MARÍA JESÚS GALINDO
Trabajarse el cuerpo durante meses en el gimnasio, además de hincar los codos para superar la prueba escrita, son dos de las condiciones que reúne la mayoría de las 319 personas, la mayoría jóvenes y del sexo masculino, que ayer se presentaron en el Parque de Seguridad dispuestos a concurrir a la oposición municipal para ocupar quince plazas del Cuerpo de Bomberos de Cartagena.
Los primeros 50 aspirantes están citados hoy, a las ocho de la mañana, para hacer las pruebas físicas que son eliminatorias. El resto se irá examinando en los próximos días hasta el miércoles, 16 de septiembre.
Se esperaba una afluencia masiva de aspirantes: más de 750 jóvenes de los 828 que se inscribieron en la convocatoria. Sin embargo, hace poco se hizo una oposición similar en Almería y muchos de ellos lograron aprobar, señaló ayer uno de los veteranos. No todo el mundo reúne las condiciones necesarias para ser bombero, así que estos jóvenes se presentan a todas las convocatorias que pueden.
La crisis económica y la estabilidad que ofrece el contar con el sueldo de un funcionario no parecen los únicos objetivos de estos jóvenes, quienes además de entrar en el mercado laboral tienen pasión por el riesgo y han soñado en más de una ocasión con ponerse el casco de bombero y enfrentarse al fuego.
En esta situación se encuentran algunos de los aspirantes, como un joven de Alicante que se presenta junto con otros tres amigos más. "Nos presentamos a todas las pruebas que hay en una radio de dos horas en coche desde Alicante", indicó.
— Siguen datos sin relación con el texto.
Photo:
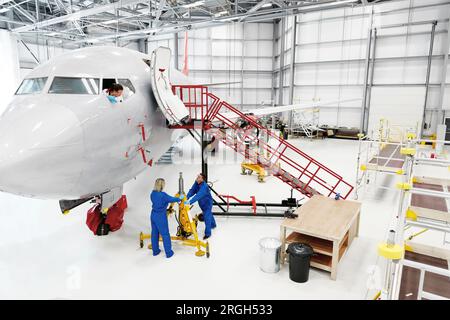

Algo similar le pasa a una joven de Alcantarilla, que se presenta después de estar preparándose durante cinco años. "Es algo que siempre quise hacer y quiero intentarlo", señaló.
Diez segundos para ellos y doce para ellas. Es el tiempo máximo que hoy tendrán para trepar por una cuerda apoyando sólo las manos, algo complicado para uno de los aspirantes que ayer comentaba que tenía lesionada una muñeca. "He trabajado en la alimentación y en la construcción, pero esto es lo que me gusta", dijo, mientras otro confesó: "Yo he dejado mi puesto como fontanero para prepararme a fondo. Es lo que siempre he querido hacer".
Además, tendrán que subir el equivalente a cuatro pisos con un lastre de 20 kilos y atravesar un laberinto de humos a oscuras, entre otras pruebas. Los finalistas se volverán a enfrentar en la prueba escrita. El jefe de Bomberos, Francisco Gómez, señaló que hace cinco años que no se convocaba una oposición. Cuando se hagan efectivas estas 15 plazas, la plantilla tendrá 118 personas.